Dr John Gibson, Veterinary School, University of Cambridge

The reason for ABO groups in humans is not really known but they are of vital consideration for transfusions. They are proteins on the surface of red cells. They are inherited from parents and differ between individuals

- so you can be A or B or AB or have neither (= O). In the blood there are naturally occurring antibodies which react with the blood group proteins which you don;t have. So if you are group A, you will have antibodies against group B. The antibodies will react if they see red cells with the group that they target. So a group A person needs to avoid transfusions from a group B person. As well as ABO groups, there are lots of other blood groups like Rhesus and Duffy. To most of these, there are not naturally occurring antibodies, so they are less important for a single transfusion - but the antibodies can be made following a transfusion.

But the reason for these groups is not really known. There is some association with diseases but it is weak for ABO and no real function for the proteins is known. Some other groups are proteins which do do things like act as membrane transport systems or dockage points for parasites.

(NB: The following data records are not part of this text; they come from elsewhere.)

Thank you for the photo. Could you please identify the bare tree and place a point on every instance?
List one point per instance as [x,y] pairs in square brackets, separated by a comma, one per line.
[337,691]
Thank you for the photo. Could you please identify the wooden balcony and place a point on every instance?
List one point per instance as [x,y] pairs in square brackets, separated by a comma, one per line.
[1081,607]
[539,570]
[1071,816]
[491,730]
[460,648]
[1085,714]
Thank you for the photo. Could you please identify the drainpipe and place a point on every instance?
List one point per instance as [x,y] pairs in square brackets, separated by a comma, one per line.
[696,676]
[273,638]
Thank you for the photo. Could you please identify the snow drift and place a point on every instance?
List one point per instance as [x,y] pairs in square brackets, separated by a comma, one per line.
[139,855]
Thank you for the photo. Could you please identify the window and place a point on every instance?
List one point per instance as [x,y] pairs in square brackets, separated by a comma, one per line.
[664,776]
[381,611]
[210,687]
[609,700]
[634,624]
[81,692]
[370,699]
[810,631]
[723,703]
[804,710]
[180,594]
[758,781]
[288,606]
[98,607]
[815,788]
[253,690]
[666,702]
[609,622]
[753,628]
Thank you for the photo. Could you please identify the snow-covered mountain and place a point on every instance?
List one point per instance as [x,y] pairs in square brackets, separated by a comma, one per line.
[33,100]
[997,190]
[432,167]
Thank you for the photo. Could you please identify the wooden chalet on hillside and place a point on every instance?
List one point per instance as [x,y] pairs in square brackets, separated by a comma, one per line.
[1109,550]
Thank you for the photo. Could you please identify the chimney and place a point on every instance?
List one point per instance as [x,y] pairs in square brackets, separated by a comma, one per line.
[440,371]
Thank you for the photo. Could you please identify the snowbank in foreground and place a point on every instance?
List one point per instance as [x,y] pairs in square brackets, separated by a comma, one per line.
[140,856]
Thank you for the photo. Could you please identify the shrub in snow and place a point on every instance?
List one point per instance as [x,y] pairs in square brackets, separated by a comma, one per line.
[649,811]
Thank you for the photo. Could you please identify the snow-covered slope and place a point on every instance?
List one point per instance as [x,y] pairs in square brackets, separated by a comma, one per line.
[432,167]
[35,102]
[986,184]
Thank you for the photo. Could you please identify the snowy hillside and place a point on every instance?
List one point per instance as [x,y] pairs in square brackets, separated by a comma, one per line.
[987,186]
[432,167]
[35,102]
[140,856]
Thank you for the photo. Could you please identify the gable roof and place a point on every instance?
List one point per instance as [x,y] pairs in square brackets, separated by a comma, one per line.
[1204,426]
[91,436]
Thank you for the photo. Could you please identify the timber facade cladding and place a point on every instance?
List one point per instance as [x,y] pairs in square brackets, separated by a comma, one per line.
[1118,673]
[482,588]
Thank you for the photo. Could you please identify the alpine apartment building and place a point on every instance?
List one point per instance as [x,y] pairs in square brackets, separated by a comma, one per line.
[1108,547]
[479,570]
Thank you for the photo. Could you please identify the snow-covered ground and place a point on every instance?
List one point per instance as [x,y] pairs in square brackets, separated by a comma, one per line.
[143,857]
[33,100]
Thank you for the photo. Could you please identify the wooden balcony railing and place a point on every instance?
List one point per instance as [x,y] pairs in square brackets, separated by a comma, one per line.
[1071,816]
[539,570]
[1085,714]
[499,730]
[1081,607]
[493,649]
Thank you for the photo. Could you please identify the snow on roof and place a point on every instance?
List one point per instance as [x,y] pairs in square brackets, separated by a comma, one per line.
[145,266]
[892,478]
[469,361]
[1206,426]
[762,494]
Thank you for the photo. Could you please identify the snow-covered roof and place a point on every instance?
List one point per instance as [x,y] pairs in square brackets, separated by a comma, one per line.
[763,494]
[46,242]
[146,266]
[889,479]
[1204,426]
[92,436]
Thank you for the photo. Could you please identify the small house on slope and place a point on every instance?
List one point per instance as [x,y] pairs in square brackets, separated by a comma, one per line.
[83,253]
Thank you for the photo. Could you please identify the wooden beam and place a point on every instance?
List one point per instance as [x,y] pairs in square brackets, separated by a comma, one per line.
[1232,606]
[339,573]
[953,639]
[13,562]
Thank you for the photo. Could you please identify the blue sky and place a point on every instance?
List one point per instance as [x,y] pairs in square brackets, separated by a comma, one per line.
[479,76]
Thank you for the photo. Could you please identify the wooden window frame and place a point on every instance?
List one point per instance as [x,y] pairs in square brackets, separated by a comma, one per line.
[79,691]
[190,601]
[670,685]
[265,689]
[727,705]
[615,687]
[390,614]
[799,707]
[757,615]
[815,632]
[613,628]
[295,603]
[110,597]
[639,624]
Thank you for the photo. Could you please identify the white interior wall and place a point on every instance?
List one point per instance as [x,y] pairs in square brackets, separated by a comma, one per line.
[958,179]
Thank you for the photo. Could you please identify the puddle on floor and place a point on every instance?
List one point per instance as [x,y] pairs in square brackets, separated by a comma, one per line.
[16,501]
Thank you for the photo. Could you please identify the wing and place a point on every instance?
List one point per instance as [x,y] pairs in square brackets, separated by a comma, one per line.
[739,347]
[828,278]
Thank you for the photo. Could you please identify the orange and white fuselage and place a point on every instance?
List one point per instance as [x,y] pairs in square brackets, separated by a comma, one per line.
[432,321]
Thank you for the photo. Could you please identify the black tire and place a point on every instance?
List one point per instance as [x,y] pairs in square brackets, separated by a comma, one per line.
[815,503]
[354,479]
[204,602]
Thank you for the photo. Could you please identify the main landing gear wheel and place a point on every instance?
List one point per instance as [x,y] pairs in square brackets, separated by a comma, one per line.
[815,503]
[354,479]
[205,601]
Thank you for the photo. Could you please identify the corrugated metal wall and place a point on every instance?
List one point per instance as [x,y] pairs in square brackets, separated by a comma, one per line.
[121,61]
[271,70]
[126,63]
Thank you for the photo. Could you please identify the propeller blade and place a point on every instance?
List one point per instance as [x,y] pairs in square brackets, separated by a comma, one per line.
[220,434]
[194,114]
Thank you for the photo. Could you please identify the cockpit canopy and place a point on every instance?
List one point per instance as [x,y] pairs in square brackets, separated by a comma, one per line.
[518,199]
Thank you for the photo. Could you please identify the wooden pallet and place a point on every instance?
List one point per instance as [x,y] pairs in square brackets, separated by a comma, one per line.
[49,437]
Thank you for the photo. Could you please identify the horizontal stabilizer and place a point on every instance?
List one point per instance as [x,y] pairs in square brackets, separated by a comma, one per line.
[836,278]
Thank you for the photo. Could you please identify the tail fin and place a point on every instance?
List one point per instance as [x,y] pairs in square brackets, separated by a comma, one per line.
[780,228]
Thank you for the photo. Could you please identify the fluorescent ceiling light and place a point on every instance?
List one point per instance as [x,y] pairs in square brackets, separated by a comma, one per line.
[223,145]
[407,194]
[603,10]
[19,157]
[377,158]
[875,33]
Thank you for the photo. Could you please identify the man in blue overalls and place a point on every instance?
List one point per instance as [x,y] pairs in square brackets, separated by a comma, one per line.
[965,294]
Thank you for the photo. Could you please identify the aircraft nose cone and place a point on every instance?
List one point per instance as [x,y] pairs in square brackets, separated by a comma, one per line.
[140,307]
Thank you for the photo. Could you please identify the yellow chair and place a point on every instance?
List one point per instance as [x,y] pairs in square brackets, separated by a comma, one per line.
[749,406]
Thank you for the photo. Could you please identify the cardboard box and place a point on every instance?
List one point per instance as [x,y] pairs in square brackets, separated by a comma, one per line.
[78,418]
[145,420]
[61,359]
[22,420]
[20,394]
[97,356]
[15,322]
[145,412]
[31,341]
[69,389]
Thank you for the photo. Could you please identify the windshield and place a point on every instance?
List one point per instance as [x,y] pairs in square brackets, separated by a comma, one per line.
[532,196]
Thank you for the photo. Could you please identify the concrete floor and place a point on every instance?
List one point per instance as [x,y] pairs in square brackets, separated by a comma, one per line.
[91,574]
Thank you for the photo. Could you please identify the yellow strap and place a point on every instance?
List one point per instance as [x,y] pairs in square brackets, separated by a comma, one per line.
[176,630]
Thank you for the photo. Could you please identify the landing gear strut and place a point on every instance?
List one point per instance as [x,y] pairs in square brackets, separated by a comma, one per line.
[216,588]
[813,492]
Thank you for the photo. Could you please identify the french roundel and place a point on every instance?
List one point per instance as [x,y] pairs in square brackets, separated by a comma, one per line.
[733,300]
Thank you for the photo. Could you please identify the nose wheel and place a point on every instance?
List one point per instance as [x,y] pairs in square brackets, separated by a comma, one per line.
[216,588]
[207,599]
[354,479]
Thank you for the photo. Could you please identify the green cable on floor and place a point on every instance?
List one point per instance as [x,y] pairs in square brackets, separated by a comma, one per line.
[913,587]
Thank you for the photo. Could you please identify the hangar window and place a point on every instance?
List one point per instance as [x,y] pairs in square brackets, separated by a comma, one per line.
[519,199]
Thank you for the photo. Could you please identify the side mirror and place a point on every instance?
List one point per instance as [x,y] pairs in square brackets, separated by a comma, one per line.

Animals do not have the human ABO group on their red cells. But they do have other blood group proteins which are sometimes similarly important for transfusion. Dogs have DEAs (dog erythrocyte antigens), about 8 important ones of which DEA4 and 6 are most significant for transfusions. Cats have groups A, B or AB (but they are not quite like human ABO). Horses have groups including A, C, D, K, P, Q and U. Sheep A, B, C, D, M, R and X. Goats A, B, C, M and J. And so on. Whether these are important for transfusions depends on whether naturally occurring antibodies are present. As for human, its worth testing whether an animal's plasma has antibodies against a potential donor animal's blood.

Chris - Definitely. This was experimental but very exciting. One of the big problems with cancer spreading around the body or cancers that may be so tiny or almost impossible to see on the skin surface, for example, is how do you know if they're already in the blood stream? Cancers throw off cells. These are called metastaces or metastatic cells. If you've got malignant melanoma which is making a lot of melanin, a dark pigment what you can do is take blood samples and there might be one in a million cells in the blood stream which is a malignant melanoma. Scientists have found that if you zap this with laser light at a frequency which the melanoma will absorb but other cells won't then the cell can be made to resonate. It makes a sort of snapping or ricocheting-like noise which you can hear with a very sensitive microphone and this tells you the cells are there.